A conventional way to contrast scientific and religious thinking
attributes reason to the former and faith to the latter. That approach
obscures what seems to me to be a central element in trying to
understand the relationship. Science, too, requires faith. The British
empiricist philosophers emphasized that point in their critique of the
possibility of knowledge. We have no assurance of our own existence or
of matters of fact beyond immediate sense experience and memories. The
idea of cause and effect, a central tenet of scientific thinking,
depends on one’s belief that the course of nature will continue
uniformly tomorrow the same as today, a belief that cannot be proved.Such
ideas presented a potential challenge to the development of modern
science — a challenge that science ignored completely.
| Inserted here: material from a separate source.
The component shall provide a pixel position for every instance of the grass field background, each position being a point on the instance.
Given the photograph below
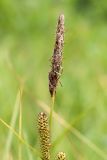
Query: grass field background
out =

Instead,
commented Alfred North Whitehead, we have an instinctive faith in the
“order of nature.” Einstein described that as faith in the rationality
of the world, which he attributed to the sphere of religion. How
ironic! I call it faith in intelligible design — faith that nature’s
patterns and structures can be understood.Those of
us who practice science share a faith in intelligible design. But when
we do our work, how do we go beyond the me/here/now of personal
experience, along with its potential for misinterpretation, error, and
self-deception? The answer is that by sharing our experiences with one
another, we aim to transform personal subjectivity into communal
intersubjectivity. Through that transformation, the discovery claims of
individual researchers become the credible discoveries of the
scientific community — knowledge good for anyone/anywhere/anytime. Of
course, the credible knowledge of science always remains truth with a
small “t,” open to the possibility of challenge and modification in the
future. Nevertheless, given the extent to which humankind has succeeded
in populating and controlling the world, science’s faith in
intelligible design appears to be well justified.